For SuiteSparse data type, every matrix is in a different .json file. They can easily be put together into a large array of data points. For each matrix, the following data are always available:

  • filename: the full path to the matrix file that was benchmarked
  • problem: information about the matrix itself, like its unique SuiteSparse id, the name of the matrix, the group it is part of, etc, but also simple statistics about the row and column distribution of the nonzero elements in row_distribution and col_distribution.

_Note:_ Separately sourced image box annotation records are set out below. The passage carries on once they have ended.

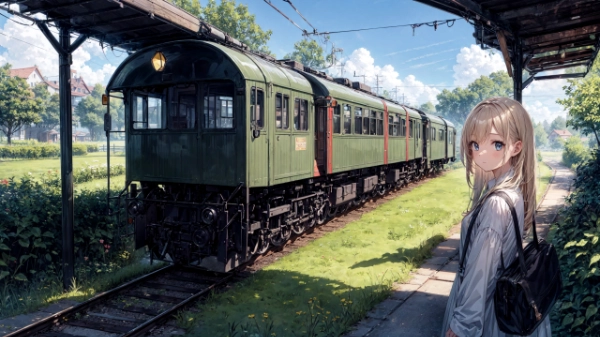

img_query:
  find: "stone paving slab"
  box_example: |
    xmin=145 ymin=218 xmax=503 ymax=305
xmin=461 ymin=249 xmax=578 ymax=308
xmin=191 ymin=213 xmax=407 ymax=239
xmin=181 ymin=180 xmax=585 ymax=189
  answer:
xmin=367 ymin=280 xmax=452 ymax=337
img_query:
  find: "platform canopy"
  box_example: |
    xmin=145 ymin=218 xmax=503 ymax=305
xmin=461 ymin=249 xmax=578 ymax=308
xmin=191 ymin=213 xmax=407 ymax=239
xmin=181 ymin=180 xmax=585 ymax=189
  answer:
xmin=415 ymin=0 xmax=600 ymax=88
xmin=3 ymin=0 xmax=246 ymax=51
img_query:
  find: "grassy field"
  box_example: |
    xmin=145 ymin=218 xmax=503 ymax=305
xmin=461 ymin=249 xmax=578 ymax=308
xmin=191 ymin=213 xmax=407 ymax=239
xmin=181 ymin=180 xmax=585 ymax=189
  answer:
xmin=185 ymin=169 xmax=468 ymax=336
xmin=0 ymin=152 xmax=125 ymax=179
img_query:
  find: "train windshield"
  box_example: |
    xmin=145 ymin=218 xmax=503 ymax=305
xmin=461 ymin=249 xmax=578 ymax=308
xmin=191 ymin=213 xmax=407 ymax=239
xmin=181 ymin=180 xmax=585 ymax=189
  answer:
xmin=131 ymin=82 xmax=235 ymax=130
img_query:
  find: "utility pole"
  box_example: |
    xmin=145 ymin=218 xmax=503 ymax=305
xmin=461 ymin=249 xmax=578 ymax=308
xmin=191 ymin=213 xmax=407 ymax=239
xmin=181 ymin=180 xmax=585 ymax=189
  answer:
xmin=340 ymin=61 xmax=346 ymax=77
xmin=354 ymin=70 xmax=367 ymax=84
xmin=375 ymin=75 xmax=383 ymax=95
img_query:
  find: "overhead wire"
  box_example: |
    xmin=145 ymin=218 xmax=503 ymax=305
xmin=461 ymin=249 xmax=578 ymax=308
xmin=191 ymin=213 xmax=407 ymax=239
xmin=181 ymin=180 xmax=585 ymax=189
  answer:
xmin=308 ymin=18 xmax=465 ymax=35
xmin=283 ymin=0 xmax=317 ymax=33
xmin=265 ymin=0 xmax=308 ymax=35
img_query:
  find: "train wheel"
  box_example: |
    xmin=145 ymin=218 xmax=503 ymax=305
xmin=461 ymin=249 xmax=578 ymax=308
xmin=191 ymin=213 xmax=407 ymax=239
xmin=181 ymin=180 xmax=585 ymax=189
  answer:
xmin=327 ymin=206 xmax=339 ymax=219
xmin=316 ymin=197 xmax=329 ymax=225
xmin=292 ymin=222 xmax=306 ymax=235
xmin=271 ymin=226 xmax=292 ymax=247
xmin=248 ymin=234 xmax=269 ymax=255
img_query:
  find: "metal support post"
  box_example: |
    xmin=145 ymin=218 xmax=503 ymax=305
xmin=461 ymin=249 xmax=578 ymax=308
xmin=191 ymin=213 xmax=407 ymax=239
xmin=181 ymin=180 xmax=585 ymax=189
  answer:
xmin=513 ymin=37 xmax=523 ymax=103
xmin=36 ymin=21 xmax=87 ymax=290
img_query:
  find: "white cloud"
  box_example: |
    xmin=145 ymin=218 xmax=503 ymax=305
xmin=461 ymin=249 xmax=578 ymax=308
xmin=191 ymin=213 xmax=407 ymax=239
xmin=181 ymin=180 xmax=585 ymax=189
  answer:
xmin=523 ymin=101 xmax=567 ymax=123
xmin=330 ymin=48 xmax=440 ymax=106
xmin=523 ymin=73 xmax=567 ymax=122
xmin=0 ymin=16 xmax=116 ymax=86
xmin=453 ymin=44 xmax=506 ymax=87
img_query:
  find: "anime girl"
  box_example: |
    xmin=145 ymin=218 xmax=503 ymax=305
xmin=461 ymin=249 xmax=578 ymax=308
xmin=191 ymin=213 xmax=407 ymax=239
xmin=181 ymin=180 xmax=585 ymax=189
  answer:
xmin=442 ymin=97 xmax=552 ymax=337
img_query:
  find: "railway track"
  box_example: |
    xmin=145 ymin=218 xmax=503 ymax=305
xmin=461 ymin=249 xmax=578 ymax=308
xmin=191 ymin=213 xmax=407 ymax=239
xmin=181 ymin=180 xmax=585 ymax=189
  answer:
xmin=5 ymin=265 xmax=234 ymax=337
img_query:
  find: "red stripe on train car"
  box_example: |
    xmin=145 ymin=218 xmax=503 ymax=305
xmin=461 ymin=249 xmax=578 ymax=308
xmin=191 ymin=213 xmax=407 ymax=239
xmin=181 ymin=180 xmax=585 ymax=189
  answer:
xmin=381 ymin=100 xmax=390 ymax=165
xmin=402 ymin=107 xmax=410 ymax=162
xmin=327 ymin=106 xmax=333 ymax=174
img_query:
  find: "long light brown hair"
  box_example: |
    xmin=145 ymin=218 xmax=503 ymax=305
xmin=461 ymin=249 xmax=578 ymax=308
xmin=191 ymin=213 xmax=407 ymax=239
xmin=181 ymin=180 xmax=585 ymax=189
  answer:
xmin=460 ymin=97 xmax=537 ymax=231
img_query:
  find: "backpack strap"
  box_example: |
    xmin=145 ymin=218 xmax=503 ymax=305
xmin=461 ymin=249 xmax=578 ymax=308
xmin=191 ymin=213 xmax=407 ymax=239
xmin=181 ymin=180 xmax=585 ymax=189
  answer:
xmin=458 ymin=191 xmax=524 ymax=282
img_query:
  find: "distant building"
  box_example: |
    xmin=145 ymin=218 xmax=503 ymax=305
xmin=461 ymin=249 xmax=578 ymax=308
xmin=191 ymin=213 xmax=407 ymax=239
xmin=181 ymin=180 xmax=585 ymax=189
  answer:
xmin=9 ymin=66 xmax=94 ymax=142
xmin=548 ymin=130 xmax=573 ymax=142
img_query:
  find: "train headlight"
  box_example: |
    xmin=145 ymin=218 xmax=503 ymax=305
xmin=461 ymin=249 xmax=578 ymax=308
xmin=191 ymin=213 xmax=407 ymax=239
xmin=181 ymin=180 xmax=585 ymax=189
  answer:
xmin=202 ymin=207 xmax=217 ymax=225
xmin=152 ymin=51 xmax=167 ymax=71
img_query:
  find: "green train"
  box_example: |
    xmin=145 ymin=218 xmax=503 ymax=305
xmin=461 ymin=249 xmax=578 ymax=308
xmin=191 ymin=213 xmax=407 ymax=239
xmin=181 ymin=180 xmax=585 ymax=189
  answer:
xmin=107 ymin=40 xmax=456 ymax=272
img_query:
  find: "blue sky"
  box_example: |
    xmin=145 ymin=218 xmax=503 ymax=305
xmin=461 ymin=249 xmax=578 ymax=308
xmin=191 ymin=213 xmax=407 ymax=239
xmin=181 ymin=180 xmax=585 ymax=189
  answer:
xmin=0 ymin=0 xmax=566 ymax=121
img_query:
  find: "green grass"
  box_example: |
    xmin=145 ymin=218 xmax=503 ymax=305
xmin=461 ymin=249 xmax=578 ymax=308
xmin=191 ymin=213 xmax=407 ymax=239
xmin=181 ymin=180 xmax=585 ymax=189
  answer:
xmin=186 ymin=169 xmax=469 ymax=336
xmin=0 ymin=152 xmax=125 ymax=179
xmin=0 ymin=255 xmax=166 ymax=318
xmin=536 ymin=162 xmax=554 ymax=203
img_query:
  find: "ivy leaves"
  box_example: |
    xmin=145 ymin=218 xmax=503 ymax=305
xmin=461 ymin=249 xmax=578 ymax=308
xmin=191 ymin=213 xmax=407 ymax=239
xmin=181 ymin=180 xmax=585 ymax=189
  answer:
xmin=552 ymin=151 xmax=600 ymax=336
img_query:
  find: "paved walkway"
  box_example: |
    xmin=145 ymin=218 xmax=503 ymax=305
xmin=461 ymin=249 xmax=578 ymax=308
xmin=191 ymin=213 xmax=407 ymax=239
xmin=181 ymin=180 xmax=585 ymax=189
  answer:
xmin=346 ymin=159 xmax=574 ymax=337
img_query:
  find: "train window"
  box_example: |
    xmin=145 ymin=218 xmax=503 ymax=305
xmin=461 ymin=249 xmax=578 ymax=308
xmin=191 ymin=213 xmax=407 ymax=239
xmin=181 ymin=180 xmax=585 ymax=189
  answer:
xmin=354 ymin=108 xmax=362 ymax=135
xmin=167 ymin=84 xmax=196 ymax=130
xmin=132 ymin=94 xmax=163 ymax=130
xmin=363 ymin=109 xmax=371 ymax=135
xmin=294 ymin=98 xmax=308 ymax=131
xmin=369 ymin=110 xmax=379 ymax=135
xmin=202 ymin=83 xmax=236 ymax=130
xmin=400 ymin=118 xmax=406 ymax=137
xmin=275 ymin=94 xmax=290 ymax=130
xmin=344 ymin=104 xmax=352 ymax=134
xmin=333 ymin=105 xmax=342 ymax=133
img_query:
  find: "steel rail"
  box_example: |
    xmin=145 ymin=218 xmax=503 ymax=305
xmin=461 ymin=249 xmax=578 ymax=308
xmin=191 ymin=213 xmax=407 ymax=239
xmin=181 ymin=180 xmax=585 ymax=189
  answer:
xmin=4 ymin=265 xmax=174 ymax=337
xmin=121 ymin=274 xmax=234 ymax=337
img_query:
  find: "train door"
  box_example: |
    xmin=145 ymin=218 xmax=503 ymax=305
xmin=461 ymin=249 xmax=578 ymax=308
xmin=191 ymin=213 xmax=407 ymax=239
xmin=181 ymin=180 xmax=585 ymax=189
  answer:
xmin=314 ymin=106 xmax=331 ymax=176
xmin=247 ymin=82 xmax=269 ymax=187
xmin=272 ymin=88 xmax=294 ymax=182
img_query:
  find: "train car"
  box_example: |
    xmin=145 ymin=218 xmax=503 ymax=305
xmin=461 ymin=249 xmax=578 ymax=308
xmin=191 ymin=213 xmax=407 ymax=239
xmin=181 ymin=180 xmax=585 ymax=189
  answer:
xmin=107 ymin=40 xmax=454 ymax=271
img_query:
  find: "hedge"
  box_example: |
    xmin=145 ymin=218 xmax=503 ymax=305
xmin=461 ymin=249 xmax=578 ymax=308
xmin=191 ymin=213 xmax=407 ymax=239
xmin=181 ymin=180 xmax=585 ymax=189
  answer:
xmin=552 ymin=150 xmax=600 ymax=337
xmin=0 ymin=143 xmax=90 ymax=159
xmin=0 ymin=173 xmax=130 ymax=287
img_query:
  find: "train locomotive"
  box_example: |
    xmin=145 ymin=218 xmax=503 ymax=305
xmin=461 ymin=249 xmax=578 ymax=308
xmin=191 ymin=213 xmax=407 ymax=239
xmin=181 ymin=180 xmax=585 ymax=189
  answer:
xmin=107 ymin=40 xmax=456 ymax=272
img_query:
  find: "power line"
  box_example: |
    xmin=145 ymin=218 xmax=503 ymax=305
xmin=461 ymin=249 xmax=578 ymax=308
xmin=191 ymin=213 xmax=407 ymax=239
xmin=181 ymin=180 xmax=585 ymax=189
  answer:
xmin=308 ymin=18 xmax=464 ymax=35
xmin=265 ymin=0 xmax=309 ymax=35
xmin=283 ymin=0 xmax=317 ymax=33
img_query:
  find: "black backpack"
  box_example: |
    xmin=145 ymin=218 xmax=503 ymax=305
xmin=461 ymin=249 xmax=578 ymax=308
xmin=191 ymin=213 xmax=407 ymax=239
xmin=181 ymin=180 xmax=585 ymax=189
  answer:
xmin=459 ymin=191 xmax=562 ymax=336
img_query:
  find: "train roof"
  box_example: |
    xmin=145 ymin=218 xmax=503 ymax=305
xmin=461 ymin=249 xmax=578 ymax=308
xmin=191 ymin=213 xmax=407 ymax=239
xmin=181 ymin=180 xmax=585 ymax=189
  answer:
xmin=107 ymin=40 xmax=313 ymax=93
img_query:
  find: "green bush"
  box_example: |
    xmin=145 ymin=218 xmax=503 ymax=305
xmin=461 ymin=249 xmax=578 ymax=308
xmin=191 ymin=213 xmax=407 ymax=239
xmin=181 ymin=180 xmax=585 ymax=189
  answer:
xmin=85 ymin=144 xmax=100 ymax=152
xmin=551 ymin=150 xmax=600 ymax=336
xmin=73 ymin=164 xmax=125 ymax=184
xmin=73 ymin=144 xmax=87 ymax=156
xmin=562 ymin=137 xmax=589 ymax=167
xmin=0 ymin=143 xmax=90 ymax=159
xmin=0 ymin=173 xmax=131 ymax=288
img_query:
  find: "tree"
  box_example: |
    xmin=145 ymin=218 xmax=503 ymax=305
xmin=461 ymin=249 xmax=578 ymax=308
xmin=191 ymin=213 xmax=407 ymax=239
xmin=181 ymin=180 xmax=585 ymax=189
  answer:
xmin=283 ymin=39 xmax=325 ymax=68
xmin=533 ymin=123 xmax=548 ymax=148
xmin=75 ymin=84 xmax=106 ymax=140
xmin=171 ymin=0 xmax=202 ymax=17
xmin=0 ymin=63 xmax=42 ymax=144
xmin=419 ymin=102 xmax=435 ymax=114
xmin=33 ymin=83 xmax=60 ymax=129
xmin=556 ymin=74 xmax=600 ymax=146
xmin=550 ymin=116 xmax=567 ymax=133
xmin=435 ymin=71 xmax=513 ymax=124
xmin=203 ymin=0 xmax=273 ymax=54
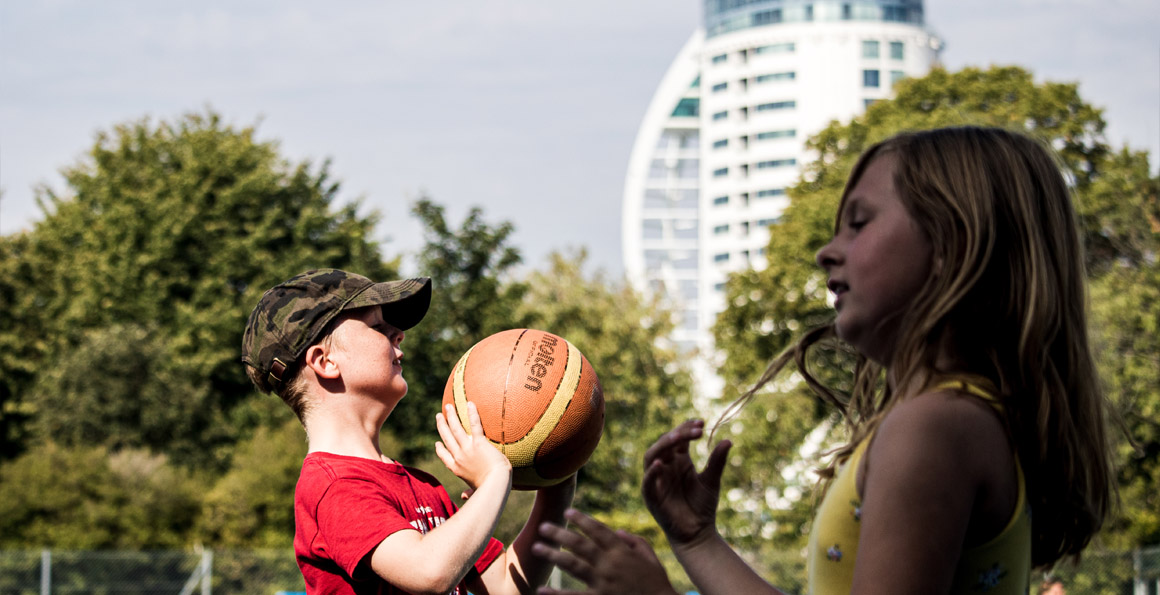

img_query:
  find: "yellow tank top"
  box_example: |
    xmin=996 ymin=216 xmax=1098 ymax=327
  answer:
xmin=806 ymin=380 xmax=1031 ymax=595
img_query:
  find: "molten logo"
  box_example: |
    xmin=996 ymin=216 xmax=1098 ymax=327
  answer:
xmin=523 ymin=334 xmax=558 ymax=391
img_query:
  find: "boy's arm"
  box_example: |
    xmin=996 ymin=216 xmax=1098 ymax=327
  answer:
xmin=370 ymin=404 xmax=512 ymax=594
xmin=469 ymin=474 xmax=577 ymax=595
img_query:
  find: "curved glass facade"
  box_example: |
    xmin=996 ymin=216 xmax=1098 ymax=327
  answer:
xmin=705 ymin=0 xmax=922 ymax=37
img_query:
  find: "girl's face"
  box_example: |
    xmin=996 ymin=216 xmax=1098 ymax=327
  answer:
xmin=818 ymin=153 xmax=931 ymax=365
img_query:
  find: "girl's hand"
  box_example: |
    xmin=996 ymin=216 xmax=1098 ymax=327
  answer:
xmin=640 ymin=420 xmax=732 ymax=546
xmin=531 ymin=509 xmax=676 ymax=595
xmin=435 ymin=401 xmax=512 ymax=491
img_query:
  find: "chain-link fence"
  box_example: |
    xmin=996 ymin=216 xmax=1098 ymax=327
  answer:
xmin=0 ymin=550 xmax=306 ymax=595
xmin=0 ymin=546 xmax=1160 ymax=595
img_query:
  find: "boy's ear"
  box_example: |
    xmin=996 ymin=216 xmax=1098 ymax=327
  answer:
xmin=303 ymin=344 xmax=340 ymax=378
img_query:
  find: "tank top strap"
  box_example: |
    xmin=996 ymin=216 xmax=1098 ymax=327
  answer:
xmin=930 ymin=376 xmax=1003 ymax=413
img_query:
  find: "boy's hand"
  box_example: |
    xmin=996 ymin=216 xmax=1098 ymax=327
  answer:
xmin=435 ymin=401 xmax=512 ymax=489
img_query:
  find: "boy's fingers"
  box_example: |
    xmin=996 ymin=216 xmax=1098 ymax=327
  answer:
xmin=443 ymin=401 xmax=471 ymax=442
xmin=467 ymin=401 xmax=484 ymax=436
xmin=435 ymin=442 xmax=455 ymax=469
xmin=435 ymin=413 xmax=459 ymax=457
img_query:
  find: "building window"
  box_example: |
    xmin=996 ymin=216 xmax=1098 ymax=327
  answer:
xmin=648 ymin=159 xmax=701 ymax=180
xmin=753 ymin=42 xmax=793 ymax=55
xmin=757 ymin=129 xmax=797 ymax=140
xmin=753 ymin=72 xmax=797 ymax=82
xmin=752 ymin=8 xmax=782 ymax=27
xmin=890 ymin=42 xmax=904 ymax=60
xmin=645 ymin=188 xmax=699 ymax=209
xmin=640 ymin=219 xmax=665 ymax=240
xmin=673 ymin=97 xmax=701 ymax=118
xmin=757 ymin=100 xmax=798 ymax=111
xmin=673 ymin=219 xmax=697 ymax=240
xmin=657 ymin=129 xmax=701 ymax=148
xmin=676 ymin=278 xmax=698 ymax=299
xmin=757 ymin=158 xmax=797 ymax=169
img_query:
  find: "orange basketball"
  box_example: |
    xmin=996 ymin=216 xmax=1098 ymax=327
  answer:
xmin=443 ymin=328 xmax=604 ymax=489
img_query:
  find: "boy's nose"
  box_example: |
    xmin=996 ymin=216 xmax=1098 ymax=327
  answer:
xmin=814 ymin=240 xmax=840 ymax=270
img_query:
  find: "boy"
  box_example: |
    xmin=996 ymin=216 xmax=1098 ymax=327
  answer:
xmin=242 ymin=269 xmax=575 ymax=595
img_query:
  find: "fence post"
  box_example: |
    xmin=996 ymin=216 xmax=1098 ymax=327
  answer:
xmin=41 ymin=547 xmax=52 ymax=595
xmin=202 ymin=549 xmax=213 ymax=595
xmin=1132 ymin=547 xmax=1148 ymax=595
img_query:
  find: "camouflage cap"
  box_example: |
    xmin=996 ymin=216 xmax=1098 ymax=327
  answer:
xmin=241 ymin=269 xmax=432 ymax=392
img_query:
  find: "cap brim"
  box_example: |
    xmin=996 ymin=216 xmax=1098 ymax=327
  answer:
xmin=343 ymin=277 xmax=432 ymax=331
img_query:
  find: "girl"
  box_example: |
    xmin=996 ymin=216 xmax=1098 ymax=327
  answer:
xmin=536 ymin=128 xmax=1115 ymax=594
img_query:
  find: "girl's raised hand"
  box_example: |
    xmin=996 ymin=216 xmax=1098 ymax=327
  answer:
xmin=640 ymin=420 xmax=732 ymax=545
xmin=435 ymin=401 xmax=512 ymax=491
xmin=531 ymin=509 xmax=676 ymax=595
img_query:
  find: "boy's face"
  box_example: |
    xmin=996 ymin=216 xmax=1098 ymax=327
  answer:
xmin=332 ymin=306 xmax=407 ymax=406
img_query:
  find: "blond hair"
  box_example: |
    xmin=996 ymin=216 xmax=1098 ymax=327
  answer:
xmin=718 ymin=126 xmax=1115 ymax=566
xmin=246 ymin=311 xmax=345 ymax=427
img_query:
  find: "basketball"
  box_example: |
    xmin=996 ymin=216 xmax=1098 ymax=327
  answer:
xmin=443 ymin=328 xmax=604 ymax=489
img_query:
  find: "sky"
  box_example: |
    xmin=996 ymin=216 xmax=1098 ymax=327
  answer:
xmin=0 ymin=0 xmax=1160 ymax=277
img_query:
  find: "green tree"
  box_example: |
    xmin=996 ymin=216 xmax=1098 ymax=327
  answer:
xmin=0 ymin=111 xmax=396 ymax=465
xmin=386 ymin=198 xmax=527 ymax=460
xmin=0 ymin=442 xmax=201 ymax=550
xmin=198 ymin=415 xmax=306 ymax=547
xmin=713 ymin=67 xmax=1160 ymax=556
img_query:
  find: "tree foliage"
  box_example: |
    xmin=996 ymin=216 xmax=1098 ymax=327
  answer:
xmin=386 ymin=198 xmax=527 ymax=460
xmin=713 ymin=67 xmax=1160 ymax=544
xmin=0 ymin=442 xmax=198 ymax=550
xmin=0 ymin=111 xmax=394 ymax=465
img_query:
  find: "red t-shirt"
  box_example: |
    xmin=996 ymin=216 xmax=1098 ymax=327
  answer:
xmin=293 ymin=452 xmax=503 ymax=595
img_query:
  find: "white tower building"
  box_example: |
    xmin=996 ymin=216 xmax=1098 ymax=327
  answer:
xmin=622 ymin=0 xmax=942 ymax=397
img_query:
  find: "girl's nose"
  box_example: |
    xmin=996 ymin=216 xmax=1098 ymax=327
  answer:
xmin=814 ymin=240 xmax=841 ymax=270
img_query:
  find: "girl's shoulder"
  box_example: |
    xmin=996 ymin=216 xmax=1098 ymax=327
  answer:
xmin=870 ymin=386 xmax=1012 ymax=466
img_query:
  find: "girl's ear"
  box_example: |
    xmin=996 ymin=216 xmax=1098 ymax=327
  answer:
xmin=303 ymin=344 xmax=341 ymax=378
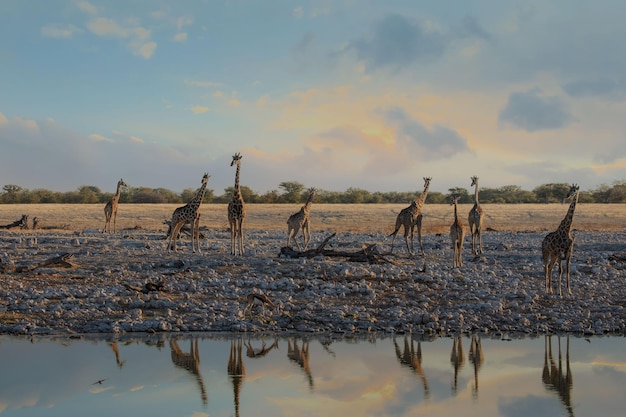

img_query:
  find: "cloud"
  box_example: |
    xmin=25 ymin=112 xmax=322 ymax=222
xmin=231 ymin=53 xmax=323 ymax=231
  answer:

The following data are benchmark dependent:

  • spmv: contains a list of data named after the benchmarked SpMV format. The memory consumption is available in storage, completed is true if the SpMV format could be run successfully (e.g., did not run out of memory), and time contains the time for each repetition.
    • the optimal SpMV format is also set as the fastest SpMV format
  • conversions: contains a list of data points each name in the form source-destination matrix formats. It contains completed, repetitions and time similarly to the SpMV benchmark.
  • solver: each solver data is provided under its solver name. If the solver is preconditioned, the preconditioner will be listed in the name.
    • recurrent, true and implicit residual norms can be provided if a detailed benchmark was run (more time-consuming).
    • Also for a detailed run, iteration_timestamps are also listed in a corresponding array.
    • The two main subparts of the solver data are the generate which lists the amount of time taken to generate the solver from its factory, and the apply which tries to solve the problem with a specific Right Hand Side (RHS). The norm of the RHS is given in rhs_norm.
    • In apply, the number of iterations taken for solving and the time are always provided.
    • For both generate and apply in the case of a detailed run, the time taken for every solver sub-component (kernel, copies, etc) is given under components.
    • The repetitions and completed are the same as for the SpMV benchmark.

Licensing

The Ginkgo benchmark data is available under the CC-BY license. All contributions to the project are added under this license. By pushing to this repository, you agree to provide your data under the CC-BY license.